Tuesday, March 30, 2010

Tuesday, March 2, 2010

Compiler memory barriers

I've written in the past about memory barriers. Basically a membar instruction ensures that other processors see memory operations in the order that they appear in the source code. The obvious example being a mutex lock where you want the memory operations that occurred while the lock was held to be visible to other processors before the memory operation that releases the lock.

There's actually another kind of memory ordering and that is the ordering used by the compiler. If you write:

  *a=1;
  *b=2;

If the compiler can determine that a and b do no alias, then there's no reason for it not to swap the stores to a and b if it thinks that will be a more optimal code pattern.

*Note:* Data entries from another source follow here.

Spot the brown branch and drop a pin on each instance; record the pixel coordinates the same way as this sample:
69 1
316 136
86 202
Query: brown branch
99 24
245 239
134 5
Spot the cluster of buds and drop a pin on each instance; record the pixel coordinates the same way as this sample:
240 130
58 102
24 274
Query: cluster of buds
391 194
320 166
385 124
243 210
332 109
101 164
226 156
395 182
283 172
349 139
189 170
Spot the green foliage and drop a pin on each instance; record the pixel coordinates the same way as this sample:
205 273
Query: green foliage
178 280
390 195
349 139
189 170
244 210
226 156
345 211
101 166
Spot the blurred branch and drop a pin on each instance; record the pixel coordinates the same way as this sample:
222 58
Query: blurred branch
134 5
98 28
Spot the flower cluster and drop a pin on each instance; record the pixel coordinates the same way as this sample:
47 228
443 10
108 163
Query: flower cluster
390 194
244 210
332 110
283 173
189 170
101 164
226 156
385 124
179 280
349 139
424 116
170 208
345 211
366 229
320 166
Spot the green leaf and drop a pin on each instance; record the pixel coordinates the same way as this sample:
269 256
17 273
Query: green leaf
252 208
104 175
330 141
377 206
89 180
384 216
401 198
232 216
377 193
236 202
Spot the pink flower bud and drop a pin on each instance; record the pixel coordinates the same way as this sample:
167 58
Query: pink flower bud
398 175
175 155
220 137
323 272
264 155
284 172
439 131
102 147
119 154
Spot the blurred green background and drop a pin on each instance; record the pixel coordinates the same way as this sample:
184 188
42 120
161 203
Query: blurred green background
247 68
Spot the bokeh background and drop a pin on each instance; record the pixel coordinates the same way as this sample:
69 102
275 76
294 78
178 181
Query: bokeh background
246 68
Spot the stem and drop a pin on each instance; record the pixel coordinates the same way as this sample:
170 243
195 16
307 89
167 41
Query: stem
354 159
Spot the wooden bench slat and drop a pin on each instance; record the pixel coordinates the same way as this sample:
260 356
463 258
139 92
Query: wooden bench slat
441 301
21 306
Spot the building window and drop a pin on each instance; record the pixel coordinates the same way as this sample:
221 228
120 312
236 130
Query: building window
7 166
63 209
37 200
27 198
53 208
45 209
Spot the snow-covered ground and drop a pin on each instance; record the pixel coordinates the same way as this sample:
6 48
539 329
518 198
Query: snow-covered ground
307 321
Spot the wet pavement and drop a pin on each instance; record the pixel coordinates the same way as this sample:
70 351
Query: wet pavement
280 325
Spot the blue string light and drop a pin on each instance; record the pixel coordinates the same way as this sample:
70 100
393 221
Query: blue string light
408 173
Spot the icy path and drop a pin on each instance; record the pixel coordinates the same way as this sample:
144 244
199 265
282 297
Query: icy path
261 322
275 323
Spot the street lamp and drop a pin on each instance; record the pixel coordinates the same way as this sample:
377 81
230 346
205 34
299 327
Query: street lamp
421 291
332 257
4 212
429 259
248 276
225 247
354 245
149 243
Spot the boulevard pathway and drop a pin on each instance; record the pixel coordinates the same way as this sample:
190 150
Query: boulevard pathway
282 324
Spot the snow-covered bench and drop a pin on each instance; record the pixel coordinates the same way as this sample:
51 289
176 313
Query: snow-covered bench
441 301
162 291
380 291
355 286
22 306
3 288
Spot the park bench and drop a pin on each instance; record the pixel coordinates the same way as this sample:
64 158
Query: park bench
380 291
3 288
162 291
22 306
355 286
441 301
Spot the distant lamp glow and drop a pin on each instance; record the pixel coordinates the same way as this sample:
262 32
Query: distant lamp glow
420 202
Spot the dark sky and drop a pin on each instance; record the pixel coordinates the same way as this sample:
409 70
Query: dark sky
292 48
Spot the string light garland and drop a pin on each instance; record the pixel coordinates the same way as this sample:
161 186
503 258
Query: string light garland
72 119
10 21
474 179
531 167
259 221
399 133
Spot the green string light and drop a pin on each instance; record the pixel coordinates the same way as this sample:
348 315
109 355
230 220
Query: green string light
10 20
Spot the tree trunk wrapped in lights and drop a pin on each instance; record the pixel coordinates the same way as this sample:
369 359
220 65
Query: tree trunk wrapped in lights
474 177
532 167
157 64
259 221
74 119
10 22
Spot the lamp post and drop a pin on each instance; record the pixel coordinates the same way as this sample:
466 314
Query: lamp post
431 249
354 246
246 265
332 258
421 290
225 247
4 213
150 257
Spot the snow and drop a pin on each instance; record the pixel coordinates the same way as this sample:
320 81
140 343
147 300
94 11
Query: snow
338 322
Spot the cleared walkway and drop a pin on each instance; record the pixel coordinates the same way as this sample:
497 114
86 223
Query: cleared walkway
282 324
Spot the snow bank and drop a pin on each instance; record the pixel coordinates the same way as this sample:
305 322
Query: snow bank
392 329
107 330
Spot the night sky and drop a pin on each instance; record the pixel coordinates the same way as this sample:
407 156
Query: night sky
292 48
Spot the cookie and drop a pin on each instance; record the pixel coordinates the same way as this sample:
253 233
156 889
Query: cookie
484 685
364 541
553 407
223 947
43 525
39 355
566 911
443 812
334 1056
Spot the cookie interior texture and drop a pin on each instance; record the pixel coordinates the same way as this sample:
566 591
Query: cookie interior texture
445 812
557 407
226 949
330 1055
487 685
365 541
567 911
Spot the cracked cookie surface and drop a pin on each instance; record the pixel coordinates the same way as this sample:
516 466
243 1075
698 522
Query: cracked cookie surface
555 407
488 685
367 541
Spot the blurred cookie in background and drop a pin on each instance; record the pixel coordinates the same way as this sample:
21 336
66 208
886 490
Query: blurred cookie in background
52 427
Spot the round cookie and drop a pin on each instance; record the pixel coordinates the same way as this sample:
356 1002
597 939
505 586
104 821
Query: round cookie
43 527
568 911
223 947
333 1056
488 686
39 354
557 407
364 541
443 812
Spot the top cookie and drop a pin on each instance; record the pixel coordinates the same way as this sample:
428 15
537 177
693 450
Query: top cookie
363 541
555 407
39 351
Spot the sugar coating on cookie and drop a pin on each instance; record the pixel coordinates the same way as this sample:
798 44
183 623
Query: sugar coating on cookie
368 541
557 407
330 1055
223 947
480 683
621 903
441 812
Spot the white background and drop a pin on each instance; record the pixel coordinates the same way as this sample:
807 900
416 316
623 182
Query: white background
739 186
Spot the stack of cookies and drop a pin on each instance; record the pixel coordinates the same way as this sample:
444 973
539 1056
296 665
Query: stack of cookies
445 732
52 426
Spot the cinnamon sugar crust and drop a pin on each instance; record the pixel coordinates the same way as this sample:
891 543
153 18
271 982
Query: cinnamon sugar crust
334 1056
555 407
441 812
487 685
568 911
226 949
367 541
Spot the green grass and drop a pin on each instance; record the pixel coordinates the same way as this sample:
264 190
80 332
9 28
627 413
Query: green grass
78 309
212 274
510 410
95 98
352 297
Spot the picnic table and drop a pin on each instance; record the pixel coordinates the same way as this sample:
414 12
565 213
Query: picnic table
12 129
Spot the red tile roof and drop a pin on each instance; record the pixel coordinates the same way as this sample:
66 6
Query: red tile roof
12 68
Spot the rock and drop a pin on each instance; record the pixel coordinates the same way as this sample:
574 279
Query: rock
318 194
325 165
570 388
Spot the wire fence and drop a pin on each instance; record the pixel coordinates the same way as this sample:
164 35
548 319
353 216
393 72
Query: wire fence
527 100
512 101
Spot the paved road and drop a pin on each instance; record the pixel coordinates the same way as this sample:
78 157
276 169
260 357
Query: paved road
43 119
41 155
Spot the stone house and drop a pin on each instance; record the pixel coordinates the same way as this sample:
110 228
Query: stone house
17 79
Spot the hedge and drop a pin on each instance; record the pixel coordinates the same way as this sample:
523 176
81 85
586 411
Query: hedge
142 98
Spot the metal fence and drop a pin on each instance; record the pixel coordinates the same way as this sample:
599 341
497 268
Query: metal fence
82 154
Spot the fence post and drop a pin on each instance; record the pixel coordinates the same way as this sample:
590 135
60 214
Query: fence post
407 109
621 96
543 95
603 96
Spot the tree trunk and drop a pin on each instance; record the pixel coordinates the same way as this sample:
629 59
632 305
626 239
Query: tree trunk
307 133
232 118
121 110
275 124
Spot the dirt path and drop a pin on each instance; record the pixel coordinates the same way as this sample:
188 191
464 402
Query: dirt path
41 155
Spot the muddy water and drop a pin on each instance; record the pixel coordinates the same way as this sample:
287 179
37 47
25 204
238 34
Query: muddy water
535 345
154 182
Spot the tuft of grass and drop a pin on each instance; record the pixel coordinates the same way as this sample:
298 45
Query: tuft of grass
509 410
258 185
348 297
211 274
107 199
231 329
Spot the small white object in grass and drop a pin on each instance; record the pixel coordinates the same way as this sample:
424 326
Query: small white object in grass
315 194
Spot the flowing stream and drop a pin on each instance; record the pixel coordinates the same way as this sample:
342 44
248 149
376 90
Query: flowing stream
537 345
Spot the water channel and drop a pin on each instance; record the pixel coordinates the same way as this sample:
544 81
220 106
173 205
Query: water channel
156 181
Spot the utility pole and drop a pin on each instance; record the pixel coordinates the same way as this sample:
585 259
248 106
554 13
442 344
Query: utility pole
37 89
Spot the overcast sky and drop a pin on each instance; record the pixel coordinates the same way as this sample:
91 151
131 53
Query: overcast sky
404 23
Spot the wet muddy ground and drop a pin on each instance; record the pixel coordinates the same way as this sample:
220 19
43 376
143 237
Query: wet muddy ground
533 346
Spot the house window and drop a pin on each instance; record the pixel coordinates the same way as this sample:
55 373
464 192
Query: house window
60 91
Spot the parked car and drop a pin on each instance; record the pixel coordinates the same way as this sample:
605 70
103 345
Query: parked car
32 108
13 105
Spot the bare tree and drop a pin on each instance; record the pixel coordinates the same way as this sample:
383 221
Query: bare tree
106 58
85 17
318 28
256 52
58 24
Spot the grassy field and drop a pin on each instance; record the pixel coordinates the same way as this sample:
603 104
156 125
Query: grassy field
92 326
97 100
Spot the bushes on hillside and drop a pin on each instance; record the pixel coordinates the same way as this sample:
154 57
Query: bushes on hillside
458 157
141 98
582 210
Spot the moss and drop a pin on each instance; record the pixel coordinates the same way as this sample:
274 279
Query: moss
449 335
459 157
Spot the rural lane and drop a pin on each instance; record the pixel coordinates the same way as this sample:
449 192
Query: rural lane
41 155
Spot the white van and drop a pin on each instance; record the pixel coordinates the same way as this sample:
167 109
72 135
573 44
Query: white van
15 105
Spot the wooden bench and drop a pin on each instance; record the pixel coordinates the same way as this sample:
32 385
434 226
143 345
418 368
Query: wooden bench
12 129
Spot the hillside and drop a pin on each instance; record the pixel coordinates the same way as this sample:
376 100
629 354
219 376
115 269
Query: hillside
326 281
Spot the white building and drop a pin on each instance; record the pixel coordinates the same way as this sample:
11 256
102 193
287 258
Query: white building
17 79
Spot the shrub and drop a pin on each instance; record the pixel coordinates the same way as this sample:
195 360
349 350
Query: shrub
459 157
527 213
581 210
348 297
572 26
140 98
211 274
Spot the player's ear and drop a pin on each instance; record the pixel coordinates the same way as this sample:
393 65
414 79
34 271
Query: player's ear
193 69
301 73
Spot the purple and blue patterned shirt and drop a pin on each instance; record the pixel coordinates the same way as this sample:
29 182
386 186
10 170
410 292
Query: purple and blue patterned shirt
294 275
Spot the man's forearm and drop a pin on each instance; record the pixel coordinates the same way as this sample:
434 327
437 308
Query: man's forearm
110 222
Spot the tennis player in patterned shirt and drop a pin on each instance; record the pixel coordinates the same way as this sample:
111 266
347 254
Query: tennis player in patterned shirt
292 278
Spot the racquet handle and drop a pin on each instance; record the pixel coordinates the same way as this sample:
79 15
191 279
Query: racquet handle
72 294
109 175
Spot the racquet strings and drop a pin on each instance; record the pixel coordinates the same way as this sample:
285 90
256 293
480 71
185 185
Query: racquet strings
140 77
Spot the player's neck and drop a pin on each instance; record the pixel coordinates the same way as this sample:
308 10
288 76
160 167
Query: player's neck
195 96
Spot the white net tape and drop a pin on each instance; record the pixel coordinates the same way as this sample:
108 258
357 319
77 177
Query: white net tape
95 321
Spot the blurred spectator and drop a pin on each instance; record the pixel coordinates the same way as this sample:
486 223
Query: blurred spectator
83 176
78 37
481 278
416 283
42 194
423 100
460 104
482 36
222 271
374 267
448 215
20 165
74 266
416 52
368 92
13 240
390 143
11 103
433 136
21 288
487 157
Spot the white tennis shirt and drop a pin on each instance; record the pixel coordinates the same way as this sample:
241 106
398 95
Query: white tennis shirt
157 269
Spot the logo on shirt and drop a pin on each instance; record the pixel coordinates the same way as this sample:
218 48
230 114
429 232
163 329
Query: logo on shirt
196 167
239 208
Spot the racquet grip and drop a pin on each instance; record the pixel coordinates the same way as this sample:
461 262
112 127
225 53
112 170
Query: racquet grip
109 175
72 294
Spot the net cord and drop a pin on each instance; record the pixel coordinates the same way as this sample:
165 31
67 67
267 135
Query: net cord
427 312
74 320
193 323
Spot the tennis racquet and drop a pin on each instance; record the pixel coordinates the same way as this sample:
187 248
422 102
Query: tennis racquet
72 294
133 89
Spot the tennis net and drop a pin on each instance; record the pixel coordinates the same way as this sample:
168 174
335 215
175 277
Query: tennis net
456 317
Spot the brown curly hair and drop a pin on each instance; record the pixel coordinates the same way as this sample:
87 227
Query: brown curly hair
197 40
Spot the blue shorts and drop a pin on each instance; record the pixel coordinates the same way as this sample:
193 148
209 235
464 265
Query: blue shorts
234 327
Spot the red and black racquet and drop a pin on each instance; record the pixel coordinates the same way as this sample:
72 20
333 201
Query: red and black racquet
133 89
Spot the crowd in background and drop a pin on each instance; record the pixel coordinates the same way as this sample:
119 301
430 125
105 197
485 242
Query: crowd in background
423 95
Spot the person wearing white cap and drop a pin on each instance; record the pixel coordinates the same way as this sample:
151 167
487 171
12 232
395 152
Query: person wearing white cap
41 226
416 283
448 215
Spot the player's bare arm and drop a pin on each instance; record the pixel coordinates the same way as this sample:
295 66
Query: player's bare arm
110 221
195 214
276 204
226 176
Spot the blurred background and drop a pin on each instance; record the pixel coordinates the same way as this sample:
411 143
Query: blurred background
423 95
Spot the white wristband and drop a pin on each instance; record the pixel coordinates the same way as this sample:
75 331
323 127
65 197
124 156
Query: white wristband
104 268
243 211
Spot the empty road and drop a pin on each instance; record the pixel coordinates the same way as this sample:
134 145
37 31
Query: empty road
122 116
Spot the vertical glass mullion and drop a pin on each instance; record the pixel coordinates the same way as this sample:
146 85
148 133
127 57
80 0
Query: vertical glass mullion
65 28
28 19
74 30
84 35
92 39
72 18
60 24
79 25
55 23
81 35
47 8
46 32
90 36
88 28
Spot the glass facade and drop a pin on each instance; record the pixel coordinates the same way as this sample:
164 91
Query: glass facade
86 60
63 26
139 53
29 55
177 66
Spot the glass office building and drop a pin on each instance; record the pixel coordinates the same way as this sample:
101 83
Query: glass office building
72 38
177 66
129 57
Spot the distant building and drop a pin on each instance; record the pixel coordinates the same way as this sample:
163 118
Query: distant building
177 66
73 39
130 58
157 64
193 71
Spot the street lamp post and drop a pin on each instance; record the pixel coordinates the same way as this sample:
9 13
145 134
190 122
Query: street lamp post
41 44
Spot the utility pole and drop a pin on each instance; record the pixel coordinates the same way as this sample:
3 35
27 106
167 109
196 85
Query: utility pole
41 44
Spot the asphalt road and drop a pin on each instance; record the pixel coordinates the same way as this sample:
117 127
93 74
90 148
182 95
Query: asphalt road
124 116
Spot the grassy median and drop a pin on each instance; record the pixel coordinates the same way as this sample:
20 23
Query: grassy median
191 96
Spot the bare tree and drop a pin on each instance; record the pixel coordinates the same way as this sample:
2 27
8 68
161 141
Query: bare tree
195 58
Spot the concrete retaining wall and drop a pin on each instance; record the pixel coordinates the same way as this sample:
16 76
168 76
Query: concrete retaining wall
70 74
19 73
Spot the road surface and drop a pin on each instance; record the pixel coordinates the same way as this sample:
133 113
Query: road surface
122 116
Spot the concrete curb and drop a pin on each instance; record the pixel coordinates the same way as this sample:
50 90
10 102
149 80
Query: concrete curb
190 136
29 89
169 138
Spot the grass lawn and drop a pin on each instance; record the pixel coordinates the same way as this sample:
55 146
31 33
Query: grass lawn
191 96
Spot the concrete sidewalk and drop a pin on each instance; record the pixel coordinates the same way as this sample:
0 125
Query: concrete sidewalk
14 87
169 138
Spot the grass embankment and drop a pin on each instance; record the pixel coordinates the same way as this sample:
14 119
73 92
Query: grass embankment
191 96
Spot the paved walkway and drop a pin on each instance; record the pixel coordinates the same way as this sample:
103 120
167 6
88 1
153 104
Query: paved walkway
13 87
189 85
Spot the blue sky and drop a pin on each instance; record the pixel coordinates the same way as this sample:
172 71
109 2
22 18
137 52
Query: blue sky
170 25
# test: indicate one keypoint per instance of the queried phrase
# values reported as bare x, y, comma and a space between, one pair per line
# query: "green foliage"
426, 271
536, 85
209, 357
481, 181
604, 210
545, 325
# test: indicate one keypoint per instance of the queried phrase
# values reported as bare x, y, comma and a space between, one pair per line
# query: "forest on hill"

The most cross-platform way of enforcing this ordering is to put a function call between the two stores:

  *a=1;
  reorder_barrier();
  *b=2;

Memory needs to be the program defined state at the call, so the compiler cannot defer the store to a, and cannot hoist the store to b.

This is a great solution, but causes the overhead of a function call, and function calls can have significant costs. There are some compiler intrinsics that cause the compiler to enforce the desired memory ordering. Sun Studio 12 Update 1 supports the GCC flavour:

  *a=1;
  asm volatile ("":::"memory");
  *b=2;

You can test the performance overhead using the following code:

void barrier(){}

void main()
{
  for (int i=0; i<1000000000;i++)
  {
    barrier();
  }
} 

On the test system this code took about 5 seconds to run. The alternative code is:

void main()
{
  for (int i=0; i<1000000000;i++)
  {
    asm volatile ("":::"memory");
  }
}

This code took under a second.